The contrast wasn’t as obvious in a world where all interactions had to happen over zoom. But now that in-person is an option, it’s clear that “live” discussions convey even more information than Zoom does, faster.

You can have more frequent zooms, but the one in-person discussion you have will achieve far more. In-person discussion, unlike any other communication form, is both high frequency and high bandwidth.

That’s bad news for remote workers, whose standard argument is that you can provide the same value from afar as you can in person. The raw math of commuting meant that working remotely seemed more efficient in terms of hours worked. But while that may be true for solitary pursuits, building software often requires a lot of interaction. Those extra hours are a lot less efficient in the grand scheme of things.

Can we measure bandwidth/frequency of communication in a conversation more directly? I think we can.

Imagine you’re in a meeting with someone over zoom about a particularly important business problem, but, in the middle of your conversation, their audio gets filled with background noise from nearby construction.
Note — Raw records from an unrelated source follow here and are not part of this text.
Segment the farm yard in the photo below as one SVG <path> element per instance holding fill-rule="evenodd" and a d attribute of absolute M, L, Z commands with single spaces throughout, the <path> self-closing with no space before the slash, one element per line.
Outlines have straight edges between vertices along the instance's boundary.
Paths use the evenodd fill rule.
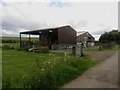
<path fill-rule="evenodd" d="M 3 43 L 2 88 L 57 89 L 82 75 L 88 68 L 110 57 L 118 49 L 84 49 L 83 57 L 67 53 L 33 53 L 19 49 L 19 43 Z M 8 48 L 8 47 L 15 48 Z"/>

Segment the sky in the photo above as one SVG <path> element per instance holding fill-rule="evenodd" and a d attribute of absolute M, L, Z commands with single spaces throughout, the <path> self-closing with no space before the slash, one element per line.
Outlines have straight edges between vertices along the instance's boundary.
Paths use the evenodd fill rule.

What is the likelihood that you continue discussing the problem in-depth? Do you try to explain a more abstract concept that underlies the problem?

For me, the answer is no. I’ll more commonly surf to another topic of conversation that can be covered better even with impaired communication. For example, I might talk more if I think the other person can hear me okay, but can’t speak as easily.
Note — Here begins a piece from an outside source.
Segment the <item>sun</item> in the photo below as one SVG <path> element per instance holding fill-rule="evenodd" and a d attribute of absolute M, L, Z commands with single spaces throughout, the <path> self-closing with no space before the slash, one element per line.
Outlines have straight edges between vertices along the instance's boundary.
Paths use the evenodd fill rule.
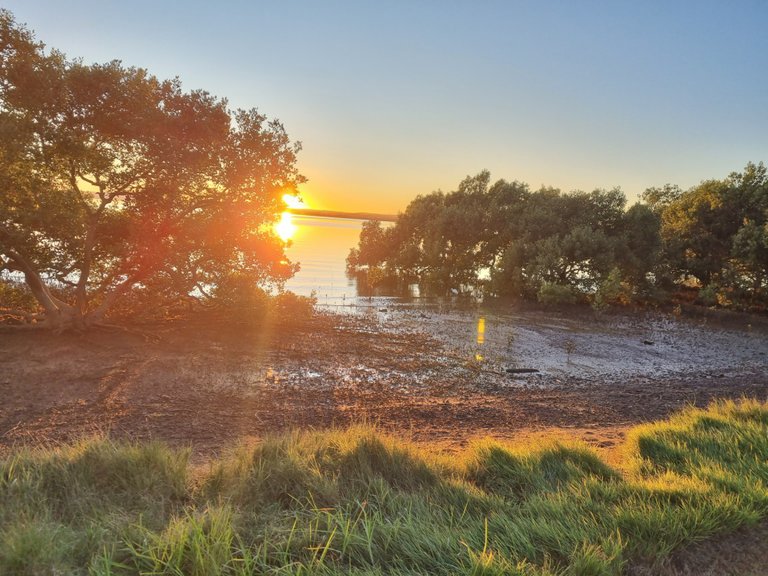
<path fill-rule="evenodd" d="M 306 208 L 304 201 L 293 194 L 283 194 L 283 202 L 288 208 Z"/>
<path fill-rule="evenodd" d="M 307 205 L 299 196 L 287 192 L 283 194 L 283 203 L 286 209 L 280 214 L 280 221 L 275 224 L 275 234 L 287 243 L 296 233 L 296 225 L 293 223 L 293 215 L 290 211 L 295 208 L 306 208 Z"/>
It’s like the old way of getting out of a phone conversation. You grab a candy wrapper and crinkle it next to the mouthpiece…“oh it’s hard to hear you so I’ll call you later”.
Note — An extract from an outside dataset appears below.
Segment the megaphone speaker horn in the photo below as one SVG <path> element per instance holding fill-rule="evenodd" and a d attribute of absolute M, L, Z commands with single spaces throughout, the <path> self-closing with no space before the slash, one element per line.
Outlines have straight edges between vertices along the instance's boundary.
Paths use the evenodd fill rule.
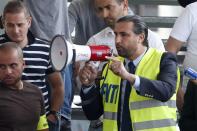
<path fill-rule="evenodd" d="M 50 46 L 50 60 L 55 70 L 61 71 L 72 59 L 72 45 L 62 35 L 56 35 Z M 69 55 L 68 55 L 69 54 Z"/>
<path fill-rule="evenodd" d="M 75 45 L 62 35 L 55 36 L 50 47 L 50 60 L 57 71 L 63 70 L 73 61 L 104 61 L 105 56 L 111 55 L 112 50 L 106 45 Z"/>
What about frequency? Imagine you’re meeting regularly with a team that works 10 timezones away. You’re constrained in when you can talk to the team because the working hours hardly overlap. Thus you reduce the number of meetings you have.

Framed this way, communication issues show up everywhere. How about that meeting where 10 people have their video on and 1 random guy has called in via phone? I guarantee rando isn’t speaking nearly as much in the forthcoming discussion. What about a 5 person meeting in a room, with one person over zoom?

The danger with different communication protocols isn’t about the efficiency of the communication, it’s about whether certain topics are discussed in-depth at all. If there’s some deep insight to be gleaned, it seems like it can only be gleaned in a relaxed, shared, in-person atmosphere, with time for (at least) two people to think. I don’t seem to ever get that over zoom or slack.

People who only work remotely might be just as capable, but they might be trapped in the shallow end of the pool. When everyone was in the shallow end, no one knew the difference, but as we return to in-office work, the gap will be magnified. Maybe most worryingly, coworkers won’t know to blame the communication medium - they’ll instead assume incompetence or lack of context or any of the other usual talking points. It’ll seem coincidental that the people in the office “seem to know what’s going on” and the people on the outside “seem out of touch”. And what’s worse, those assessments might be true, in the sense that the in-office person is more likely to generate unique insights than the remote worker.

Is there a good solution to this problem? I wonder if some of the newer tech, where users are in the same “virtual room” for long periods, would allow the sort of depth that is achievable so easily at the water cooler. Until then, it may be prudent to consider lower bandwidth communication as a kind of handicap - and defer deep conversations to the next high bandwidth opportunity.